Coinbase CEO Brian Armstrong warned that the Bank of England’s proposed stablecoin regulations, including caps on individual and business holdings, would stifle innovation and harm the UK’s global competitiveness. Simultaneously, the exchange’s lucrative stablecoin revenue, which reached $1.35 billion in 2025, faces uncertainty in the U.S. as legislative battles over bills like the GENIUS and CLARITY Acts continue, with the latter threatening to restrict yield-sharing arrangements that drive its income.
Coinbase CEO Brian Armstrong stated on Tuesday that the Bank of England‘s proposed stablecoin caps would make the UK an “innovation blocker” in digital finance. He amplified a petition by crypto advocacy group Stand With Crypto UK, which has gathered over 80,000 signatures calling for a pro-innovation regulatory regime.

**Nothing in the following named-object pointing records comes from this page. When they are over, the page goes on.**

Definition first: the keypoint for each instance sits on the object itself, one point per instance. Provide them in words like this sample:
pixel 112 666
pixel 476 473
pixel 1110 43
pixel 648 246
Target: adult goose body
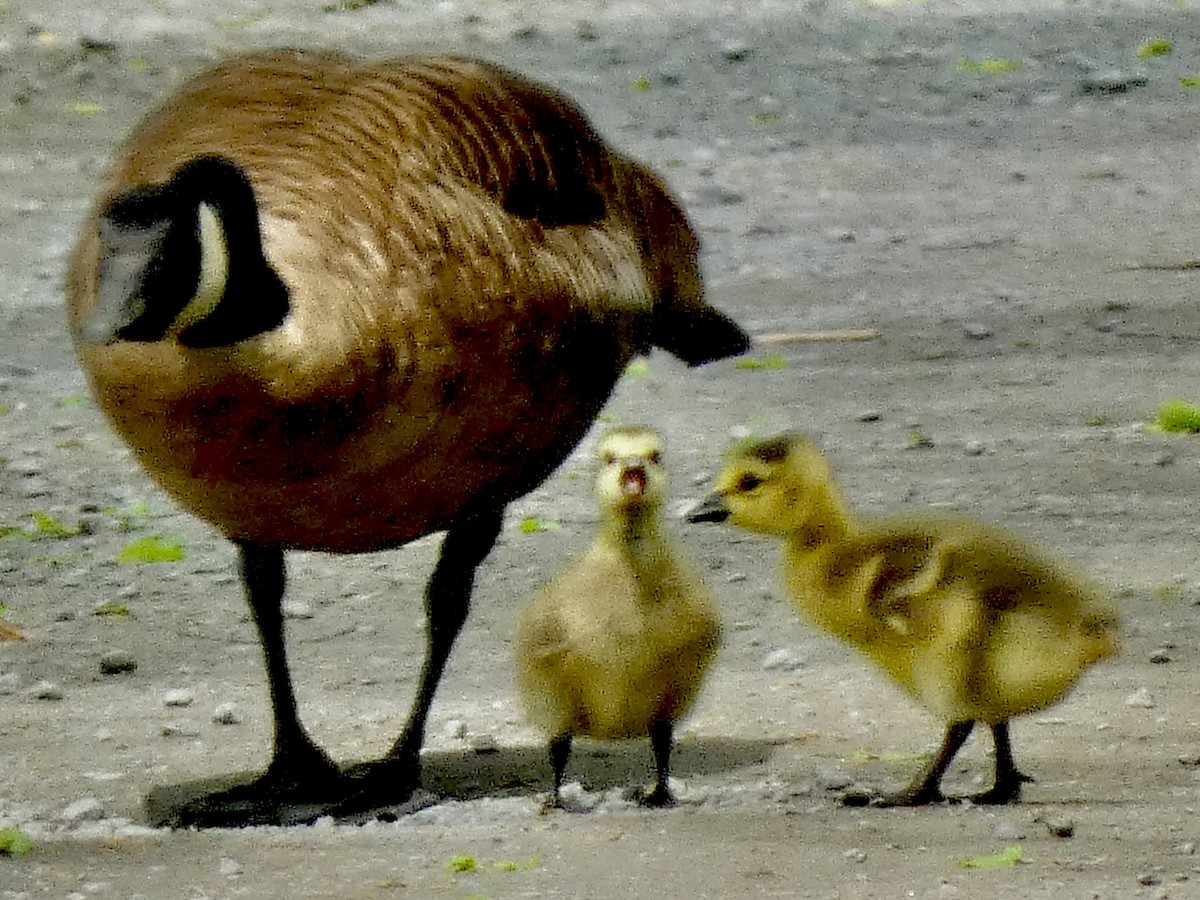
pixel 339 305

Last year, the central bank proposed capping individual stablecoin holdings at approximately $26,350 and business holdings at $12.7 million, with additional reserve requirements. British lawmakers had previously warned this approach would deter innovation and push activity overseas. Meanwhile, Coinbase earned $1.35 billion in stablecoin revenue in 2025, a significant portion of its overall income.
Analysts estimate that figure could grow two to sevenfold under the U.S. GENIUS Act, which permits crypto companies to offer yield on deposits. However, the competing CLARITY Act seeks to restrict such yields, directly threatening Coinbase‘s revenue-sharing agreement with Circle for USDC. Armstrong last month withdrew support for that bill, declaring he would “rather have no bill than a bad bill.”
The Trump administration has declared the CLARITY Act a top legislative priority, aiming for passage by spring. Despite the disagreement, White House officials convened another meeting last week with banking representatives and the Crypto Council for Innovation to address the stablecoin yield issue.